Jorge Pineda
Afro issues
Installation
2006-2009
Jorge Pineda
né en République Dominicaine en 1961
Entretien avec Carlos Garrido Castellano
Q : Comment avez-vous commencé à dessiner ?
Jorge Pineda
Me Voy
Installation
2005
J : J’ai toujours dessiné, depuis tout petit, je ne me souviens pas d’un moment en particulier. Mais bon, maintenant que vous me posez la question, oui : ma mère était professeure, elle avait installé un tableau sur la terrasse de la maison et elle le divisait en six sections avec une craie. Une section par enfant. Je voulais faire des dessins plus grands, j’avais besoin de plus d’espace, je devais donc négocier avec mes frères et sœurs. Ma sœur jumelle me prêtait sa section, les autres, qui étaient également des jumeaux, me la louaient. Comme ils aimaient bien mes dessins, ils ont fini par me laisser tout le tableau.
Q : Comment définiriez-vous l’identité de votre œuvre ?
J : Le thème de l’identité est présent dans mon œuvre, parfois comme thème central, parfois comme thème secondaire. J’en ai pris conscience dans la salle du contrôle de l’immigration de l’aéroport de Miami. Quand la fonctionnaire a ri parce que l’information concernant ma couleur de peau sur mon passeport indiquait « couleur indienne ». J’avais 24 ans et c’était la première fois que je prenais conscience du fait que nous les dominicains avions inventé une couleur sans questionner le ridicule de la situation.
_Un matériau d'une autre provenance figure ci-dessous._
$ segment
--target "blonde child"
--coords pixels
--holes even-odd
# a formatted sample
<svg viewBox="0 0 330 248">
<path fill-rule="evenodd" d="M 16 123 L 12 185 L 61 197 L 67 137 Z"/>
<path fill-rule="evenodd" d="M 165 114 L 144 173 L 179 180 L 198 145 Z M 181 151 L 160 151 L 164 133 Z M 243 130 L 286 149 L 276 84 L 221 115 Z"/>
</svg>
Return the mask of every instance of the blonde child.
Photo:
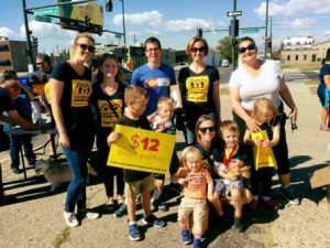
<svg viewBox="0 0 330 248">
<path fill-rule="evenodd" d="M 128 86 L 124 91 L 124 101 L 127 109 L 124 115 L 117 120 L 118 125 L 147 129 L 150 130 L 150 122 L 143 115 L 146 109 L 148 95 L 146 90 L 140 86 Z M 121 139 L 122 133 L 111 132 L 108 136 L 108 144 L 114 143 Z M 110 148 L 111 149 L 111 148 Z M 143 223 L 154 227 L 163 227 L 165 223 L 151 214 L 151 198 L 150 194 L 154 190 L 154 175 L 148 172 L 123 170 L 127 197 L 128 215 L 129 215 L 129 238 L 133 241 L 141 239 L 139 226 L 136 224 L 136 196 L 142 195 L 142 207 L 144 211 Z"/>
<path fill-rule="evenodd" d="M 157 111 L 152 115 L 150 121 L 151 127 L 154 131 L 165 132 L 168 134 L 176 134 L 176 127 L 173 122 L 174 116 L 174 101 L 169 97 L 160 97 L 157 101 Z M 170 174 L 174 174 L 178 169 L 178 158 L 176 150 L 174 149 L 170 162 Z M 152 196 L 152 203 L 154 208 L 157 211 L 167 211 L 168 207 L 164 202 L 162 202 L 162 192 L 165 185 L 165 175 L 164 174 L 154 174 L 155 176 L 155 190 Z"/>
<path fill-rule="evenodd" d="M 280 131 L 280 117 L 277 115 L 277 110 L 273 103 L 267 98 L 260 98 L 254 103 L 254 109 L 252 114 L 256 120 L 258 128 L 267 132 L 268 139 L 252 139 L 251 131 L 246 130 L 244 134 L 244 142 L 257 148 L 272 149 L 279 142 Z M 265 166 L 255 170 L 255 165 L 252 168 L 251 174 L 251 192 L 253 200 L 250 203 L 250 207 L 255 211 L 258 207 L 258 192 L 261 190 L 262 200 L 266 207 L 272 211 L 277 211 L 277 204 L 271 198 L 272 176 L 274 174 L 274 168 Z M 261 188 L 260 188 L 261 187 Z"/>
<path fill-rule="evenodd" d="M 184 197 L 178 208 L 178 222 L 184 244 L 190 242 L 189 219 L 194 235 L 194 248 L 201 247 L 201 237 L 208 225 L 208 202 L 212 198 L 213 181 L 204 168 L 202 154 L 195 147 L 187 147 L 182 153 L 182 166 L 176 173 L 184 188 Z"/>
<path fill-rule="evenodd" d="M 224 196 L 234 207 L 234 227 L 244 230 L 242 222 L 242 206 L 251 202 L 251 193 L 244 182 L 250 179 L 250 165 L 246 151 L 239 143 L 240 131 L 237 122 L 224 120 L 220 123 L 220 137 L 224 141 L 223 151 L 216 162 L 216 173 L 223 179 Z"/>
</svg>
En raison, à la base, d’un complexe national qui a assumé de manière très superficielle le concept d’« être dominicain ». En l’isolant des contextes qui l’avaient construit. J’ai alors commencé à m’intéresser à cette question sous tous ses angles, comme la sexualité, le genre…
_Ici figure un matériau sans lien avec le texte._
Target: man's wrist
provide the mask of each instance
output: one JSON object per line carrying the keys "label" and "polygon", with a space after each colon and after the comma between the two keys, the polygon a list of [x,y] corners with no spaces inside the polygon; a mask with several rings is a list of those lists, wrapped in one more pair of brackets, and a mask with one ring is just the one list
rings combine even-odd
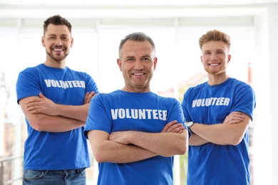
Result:
{"label": "man's wrist", "polygon": [[189,130],[190,130],[191,132],[193,132],[192,131],[192,130],[190,129],[190,127],[194,125],[194,122],[188,122],[187,124],[186,124],[186,127],[187,127],[187,129]]}

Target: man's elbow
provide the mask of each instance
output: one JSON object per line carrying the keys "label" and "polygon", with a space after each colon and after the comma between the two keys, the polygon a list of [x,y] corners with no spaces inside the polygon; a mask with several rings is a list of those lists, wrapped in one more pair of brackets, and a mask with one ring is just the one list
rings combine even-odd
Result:
{"label": "man's elbow", "polygon": [[93,152],[93,157],[97,162],[102,163],[106,162],[103,154],[101,154],[102,152]]}
{"label": "man's elbow", "polygon": [[45,131],[45,128],[43,127],[43,123],[38,120],[29,120],[30,126],[35,130],[41,132]]}

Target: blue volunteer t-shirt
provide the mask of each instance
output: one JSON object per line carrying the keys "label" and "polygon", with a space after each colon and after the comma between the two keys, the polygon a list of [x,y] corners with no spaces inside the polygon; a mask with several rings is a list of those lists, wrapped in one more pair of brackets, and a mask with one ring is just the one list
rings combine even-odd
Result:
{"label": "blue volunteer t-shirt", "polygon": [[[94,130],[108,134],[128,130],[160,132],[173,120],[185,122],[177,100],[153,92],[116,90],[92,99],[84,134],[88,138],[88,131]],[[158,156],[126,164],[100,163],[98,184],[173,184],[173,160]]]}
{"label": "blue volunteer t-shirt", "polygon": [[[40,64],[21,72],[16,83],[17,101],[44,96],[57,104],[81,105],[86,92],[98,92],[92,78],[86,73],[54,68]],[[90,166],[83,127],[64,132],[38,132],[27,119],[28,137],[24,144],[24,169],[60,170]]]}

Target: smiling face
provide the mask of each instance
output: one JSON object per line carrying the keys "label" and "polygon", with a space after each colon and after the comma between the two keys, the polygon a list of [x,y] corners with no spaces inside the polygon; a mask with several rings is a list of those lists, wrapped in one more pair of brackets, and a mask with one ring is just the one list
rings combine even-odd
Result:
{"label": "smiling face", "polygon": [[120,58],[117,62],[125,79],[125,86],[123,90],[133,92],[150,91],[150,83],[156,67],[157,58],[153,56],[152,46],[148,40],[128,40],[123,46]]}
{"label": "smiling face", "polygon": [[66,26],[49,24],[41,38],[41,43],[46,51],[45,64],[51,67],[65,67],[66,58],[73,42],[73,39]]}
{"label": "smiling face", "polygon": [[208,41],[202,46],[201,60],[209,75],[226,78],[226,67],[230,59],[229,49],[223,41]]}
Q : Comment faites-vous allusion au thème de l’enfance ?
J : Moi j’ai eu une enfance heureuse. Pourtant, en voyant mon œuvre, on pourrait penser le contraire. Ces images que j’utilise traitent parfois le thème qui les illustre, mais d’autre fois ne sont qu’une métaphore de la société. D’une société qui refuse de grandir et préfère mal se comporter au lieu d’assumer ses responsabilités. Le spectateur décide en fonction de ses références. Ma responsabilité en tant qu’artiste est d’arriver à ce que le spectateur qui voit l’œuvre, ouvre à nouveau les yeux. Qu’il voit à nouveau cette quotidienneté qui lui est devenue invisible à force d’être devant ses yeux.
Afro Charlie
installation
2009
Q : Comment utilisez-vous le contraste entre ce qui est caché et ce que l’on montre ?
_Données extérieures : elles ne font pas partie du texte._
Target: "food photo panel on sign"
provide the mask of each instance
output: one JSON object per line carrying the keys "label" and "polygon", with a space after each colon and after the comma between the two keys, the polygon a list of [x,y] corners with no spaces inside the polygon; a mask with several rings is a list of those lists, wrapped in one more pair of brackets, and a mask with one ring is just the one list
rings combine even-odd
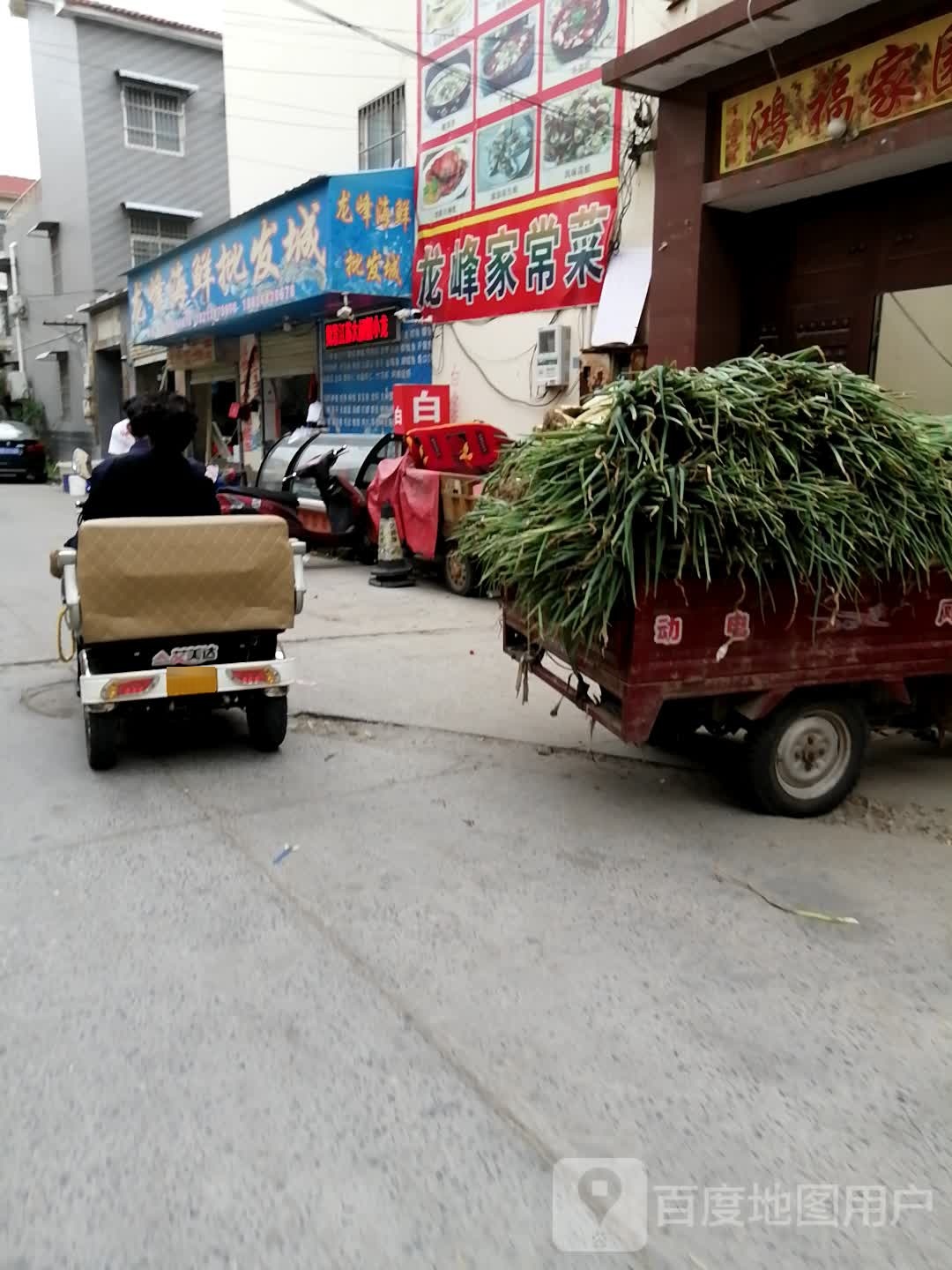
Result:
{"label": "food photo panel on sign", "polygon": [[481,36],[476,61],[480,118],[533,98],[538,89],[538,9]]}
{"label": "food photo panel on sign", "polygon": [[419,157],[416,218],[433,225],[472,207],[472,133],[446,146],[424,150]]}
{"label": "food photo panel on sign", "polygon": [[618,52],[618,0],[545,0],[542,88],[588,75]]}
{"label": "food photo panel on sign", "polygon": [[420,44],[433,52],[476,25],[475,0],[423,0]]}
{"label": "food photo panel on sign", "polygon": [[473,46],[428,66],[423,72],[420,131],[433,141],[472,123]]}
{"label": "food photo panel on sign", "polygon": [[480,25],[498,18],[506,9],[514,9],[519,0],[476,0],[476,17]]}
{"label": "food photo panel on sign", "polygon": [[550,98],[542,112],[539,188],[586,180],[614,164],[614,93],[586,84]]}
{"label": "food photo panel on sign", "polygon": [[532,107],[476,135],[476,206],[490,207],[536,188],[537,109]]}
J : Je suis un admirateur de Jung, le psychanalyste. Dans une de ses propositions, il parle d’ombre, comme de cette part de l’individu qui fait partie intégrante de lui, mais que celui-ci n’accepte pas en tant que telle et voit comme quelque chose de négatif, une source de conflit. Ce dialogue conflictuel et perturbateur m’intéresse en tant que façon de dépeindre non seulement l’individu, mais aussi la collectivité. C’est un thème que je traite dans la série Niñas Locas, qui est constituée de portraits de quelques amies et de mes angoisses.